I loved this because it reminded me that I don't have to hold everyone's hand through difficulties. My heart reaches out to the hurting souls I know and I just want to solve their problems and help them out of the darkness. But that's not my job. It's a relief to know that I don't have to feel guilty for not providing them with assistance every day. Some days the Lord just wants some quality time with His beloved. Alone :).

"TEN CHARACTERISTICS OF THE CRUCIFIED LIFE
1. Few will understand.
2. You must abandon your own will and your own agenda.
3. Your intimate spiritual companions will be few.
4. Intense times of aloneness with God are required.
5. You will be constantly on the witness stand.
6. You must go "outside the camp." (i.e. comfort zone)
7. There will be times when your dignity is forfeited.
8. You must forego your rights.
9. You must accept that death is painful.
10. Because He was forsaken, you never will be." pgs 18-22


These are wonderful. What an awesome God we have that asks us to be crucified with Christ. What an EXCITING adventure! Tough, and requires every bit of ourselves to accomplish, but it's SO worth it. Yesterday I was reading through some organizational books I got from the library. I checked out several books to help with moving prep, and thought clutter control was especially helpful. What I discovered while reading is that my clutter problem is linked to my gluttony and covetousness. Gluttony because I want to hoard stuff and not be disciplined. Covetousness because I'm currently treating this house that I've never really appreciated (because it's in such bad shape) as a hotel - to be used but not set up as a place to minister hospitality within.

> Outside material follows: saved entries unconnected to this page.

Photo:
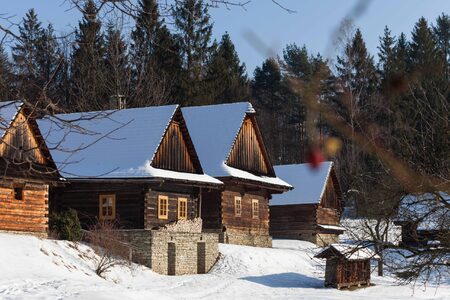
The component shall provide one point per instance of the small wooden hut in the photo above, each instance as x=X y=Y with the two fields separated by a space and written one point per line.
x=231 y=148
x=346 y=265
x=311 y=211
x=27 y=171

Lord God, I am so in awe of your Sovereignty and grace. You love me so much that you care what I need to hear on February 27, 2007 at 11 am. You surround me with your Presence in Spirit and through the people you have strategically placed in my life. I thank you for my daughter who just rolled over for the first time! I thank you for my husband who called to say he is on top of everything. Thank you for my son who just hurt himself and wants to be kissed and hugged to feel better just at the point when I need a hug and kiss, too! How could I be so blessed?